My research originally took its rise from my enthusiasm for the poetry of Alexander Pope. Having written a PhD dissertation on attitudes to the medieval inheritance in Pope’s work, in 1989 I contributed to the growing interest in women and literature with my study Women’s Place in Pope’s World (Cambridge University Press), which was awarded the Rose Mary Crawshay Prize by the British Academy.
My focus then turned to issues of textual editing, and in 1999 I published an edition of the climactic work of Pope’s career, the complex and challenging Dunciad in Four Books of 1743 (Longman Annotated Texts). Since then I have collaborated on the multi-volume The Poems of Alexander Pope for the Longman Annotated English Poets series, and in 2007 I published Volume 3, containing The Dunciad. A Heroic Poem (1728) and The Dunciad Variorum (1729).
In 2013 I published volume II of The Cambridge Edition of the Works of Jonathan Swift. My volume, Parodies, Hoaxes, Mock Treatises: Polite Conversation, Directions to Servants and Other Works, also includes the Bickerstaff Papers and writings on language and manners.

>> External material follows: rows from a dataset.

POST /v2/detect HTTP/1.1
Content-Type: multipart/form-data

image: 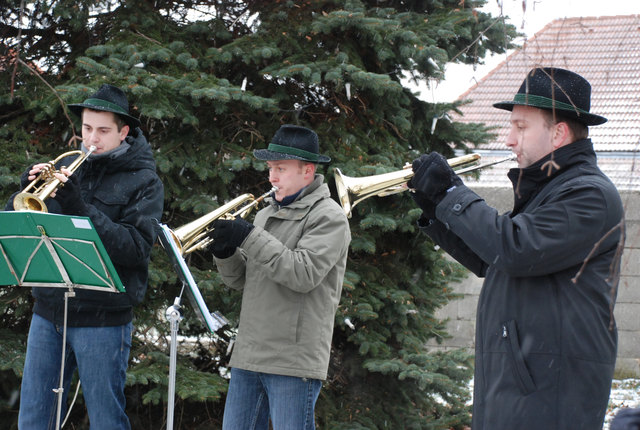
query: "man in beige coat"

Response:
[209,125,351,430]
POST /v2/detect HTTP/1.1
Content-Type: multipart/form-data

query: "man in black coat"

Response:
[409,68,624,430]
[6,84,164,430]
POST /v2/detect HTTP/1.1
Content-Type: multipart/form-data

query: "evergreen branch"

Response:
[16,57,76,136]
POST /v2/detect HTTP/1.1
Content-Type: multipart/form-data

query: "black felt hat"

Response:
[68,84,140,129]
[493,67,607,125]
[253,124,331,164]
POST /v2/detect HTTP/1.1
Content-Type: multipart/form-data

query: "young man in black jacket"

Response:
[7,84,164,430]
[409,68,624,430]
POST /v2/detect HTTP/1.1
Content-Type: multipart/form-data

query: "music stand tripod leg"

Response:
[165,297,182,430]
[53,288,76,429]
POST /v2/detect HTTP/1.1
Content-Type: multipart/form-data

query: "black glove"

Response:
[208,218,254,258]
[54,175,87,215]
[409,191,438,224]
[20,164,35,191]
[408,152,462,206]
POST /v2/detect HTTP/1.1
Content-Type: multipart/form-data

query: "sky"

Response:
[416,0,640,102]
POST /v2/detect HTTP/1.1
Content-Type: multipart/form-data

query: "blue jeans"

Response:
[222,368,322,430]
[18,314,133,430]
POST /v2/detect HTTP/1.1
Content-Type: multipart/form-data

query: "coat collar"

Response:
[508,139,596,215]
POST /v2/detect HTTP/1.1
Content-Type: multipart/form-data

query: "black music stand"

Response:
[158,223,229,430]
[0,211,124,429]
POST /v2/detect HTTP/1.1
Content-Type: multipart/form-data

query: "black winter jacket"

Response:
[423,139,624,430]
[6,128,164,327]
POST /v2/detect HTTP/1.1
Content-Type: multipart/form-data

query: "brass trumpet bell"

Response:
[13,146,96,212]
[170,187,277,255]
[335,154,480,218]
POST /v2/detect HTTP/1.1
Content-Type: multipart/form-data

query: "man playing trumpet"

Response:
[209,125,351,430]
[409,68,624,430]
[6,84,164,430]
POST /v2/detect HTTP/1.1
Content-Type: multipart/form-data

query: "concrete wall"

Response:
[428,187,640,377]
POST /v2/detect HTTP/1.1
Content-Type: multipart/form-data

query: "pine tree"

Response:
[0,0,515,429]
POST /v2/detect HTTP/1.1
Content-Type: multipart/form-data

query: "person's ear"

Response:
[120,125,129,140]
[552,121,573,149]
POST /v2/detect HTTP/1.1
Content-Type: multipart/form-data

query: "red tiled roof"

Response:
[455,15,640,151]
[454,15,640,190]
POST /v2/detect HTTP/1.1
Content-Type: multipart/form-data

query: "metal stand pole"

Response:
[53,288,76,429]
[165,297,182,430]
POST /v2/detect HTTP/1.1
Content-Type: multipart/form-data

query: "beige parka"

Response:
[216,174,351,380]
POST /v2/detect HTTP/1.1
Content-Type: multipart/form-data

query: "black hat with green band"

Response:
[253,124,331,164]
[493,67,607,125]
[68,84,140,129]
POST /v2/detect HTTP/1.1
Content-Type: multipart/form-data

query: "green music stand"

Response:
[0,211,124,429]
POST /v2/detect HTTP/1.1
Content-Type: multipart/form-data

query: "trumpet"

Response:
[170,187,278,256]
[13,145,96,212]
[335,154,515,218]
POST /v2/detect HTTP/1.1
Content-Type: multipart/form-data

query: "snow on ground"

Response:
[602,379,640,430]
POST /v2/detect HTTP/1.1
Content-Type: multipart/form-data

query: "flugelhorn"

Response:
[13,145,96,212]
[171,187,278,255]
[335,154,514,218]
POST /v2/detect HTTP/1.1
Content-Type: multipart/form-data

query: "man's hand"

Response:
[208,217,254,258]
[408,152,462,204]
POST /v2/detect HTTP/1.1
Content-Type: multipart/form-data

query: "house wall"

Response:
[428,187,640,377]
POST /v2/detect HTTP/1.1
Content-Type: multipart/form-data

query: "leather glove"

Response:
[408,152,462,206]
[54,175,87,216]
[208,218,254,258]
[20,164,34,191]
[409,190,438,224]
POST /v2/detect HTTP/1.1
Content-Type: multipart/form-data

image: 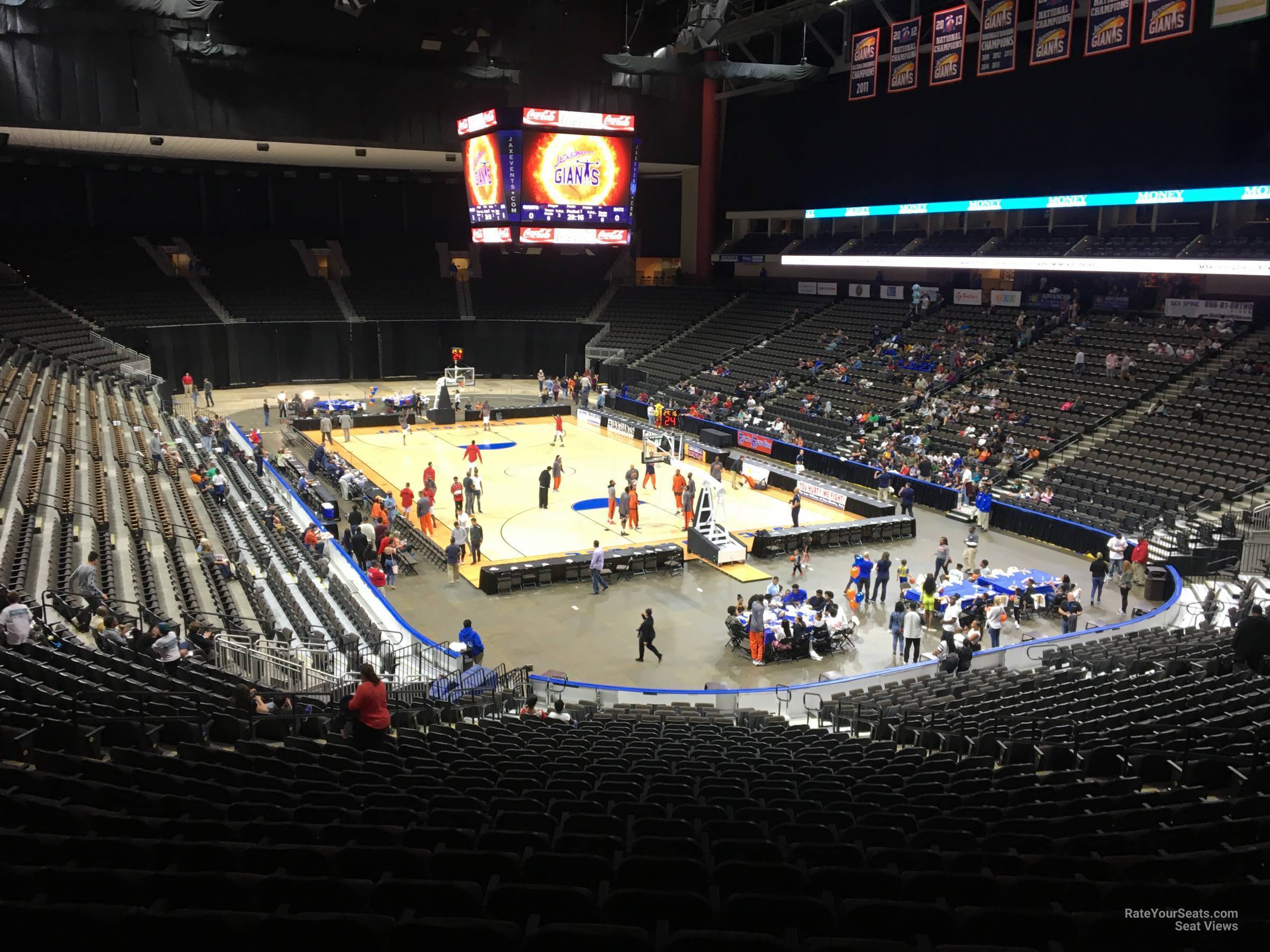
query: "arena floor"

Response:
[334,416,854,574]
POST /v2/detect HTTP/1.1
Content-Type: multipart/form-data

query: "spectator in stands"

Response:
[1090,552,1110,606]
[151,625,180,674]
[348,664,390,750]
[1058,589,1085,635]
[0,591,32,650]
[457,618,485,664]
[1231,603,1270,672]
[66,552,107,612]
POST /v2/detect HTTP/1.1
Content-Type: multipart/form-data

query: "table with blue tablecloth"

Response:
[904,570,1059,608]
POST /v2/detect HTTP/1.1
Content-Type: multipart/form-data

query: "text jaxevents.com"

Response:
[1124,909,1239,932]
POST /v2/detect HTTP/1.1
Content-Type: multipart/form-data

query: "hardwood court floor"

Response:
[334,418,854,561]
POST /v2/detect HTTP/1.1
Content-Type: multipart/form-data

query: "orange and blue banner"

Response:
[1142,0,1195,43]
[886,16,922,93]
[1031,0,1076,66]
[847,26,882,100]
[977,0,1019,76]
[928,4,966,86]
[1085,0,1133,56]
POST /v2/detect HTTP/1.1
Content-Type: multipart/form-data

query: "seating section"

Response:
[0,237,220,327]
[340,237,458,321]
[0,273,120,371]
[993,225,1090,258]
[1185,221,1270,258]
[842,231,926,255]
[598,285,736,363]
[190,236,344,321]
[719,231,799,255]
[0,611,1270,952]
[1047,344,1270,526]
[1081,225,1200,258]
[471,245,613,321]
[632,292,831,383]
[914,228,1001,255]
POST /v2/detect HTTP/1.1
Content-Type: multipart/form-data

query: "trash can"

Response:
[1142,565,1168,602]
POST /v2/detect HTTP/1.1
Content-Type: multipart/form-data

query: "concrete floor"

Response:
[226,381,1150,688]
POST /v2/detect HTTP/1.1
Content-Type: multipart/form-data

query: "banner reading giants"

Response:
[1085,0,1133,56]
[930,4,965,86]
[1031,0,1076,66]
[886,16,922,93]
[1142,0,1195,43]
[977,0,1019,76]
[847,26,882,100]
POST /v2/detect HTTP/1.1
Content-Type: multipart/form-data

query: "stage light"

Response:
[335,0,375,16]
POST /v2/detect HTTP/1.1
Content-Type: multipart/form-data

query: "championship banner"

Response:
[847,26,882,100]
[1142,0,1195,43]
[930,4,965,86]
[977,0,1019,76]
[886,16,922,93]
[1212,0,1270,26]
[737,431,772,456]
[1085,0,1133,56]
[1031,0,1076,66]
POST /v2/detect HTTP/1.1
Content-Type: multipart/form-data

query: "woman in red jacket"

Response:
[348,664,388,750]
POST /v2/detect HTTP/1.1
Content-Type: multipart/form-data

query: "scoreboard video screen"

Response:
[464,132,521,225]
[520,130,635,227]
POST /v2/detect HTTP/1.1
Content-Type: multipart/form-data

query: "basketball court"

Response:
[320,416,856,579]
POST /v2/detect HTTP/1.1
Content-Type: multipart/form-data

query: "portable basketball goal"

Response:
[437,364,476,404]
[640,429,683,463]
[688,476,746,565]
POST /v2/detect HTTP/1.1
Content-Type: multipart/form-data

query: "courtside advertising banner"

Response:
[1142,0,1195,43]
[1031,0,1076,66]
[978,0,1019,76]
[930,4,965,86]
[1085,0,1133,56]
[847,26,882,100]
[797,480,847,509]
[1213,0,1270,26]
[886,16,922,93]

I am currently working towards a major book provisionally entitled ‘Publishing Swift: A Textual Life’. (The inugural lecture posted below introduces some of the thinking behind the book.)
I have also published articles on women writers of the eighteenth century such as Judith Cowper and Mary Leapor, and on wider issues arising from Pope’s career, including the relations between literature and music and between Pope and his poetic predecessors.
I am Director of the Centre for Literary Editing and the Materiality of the Text.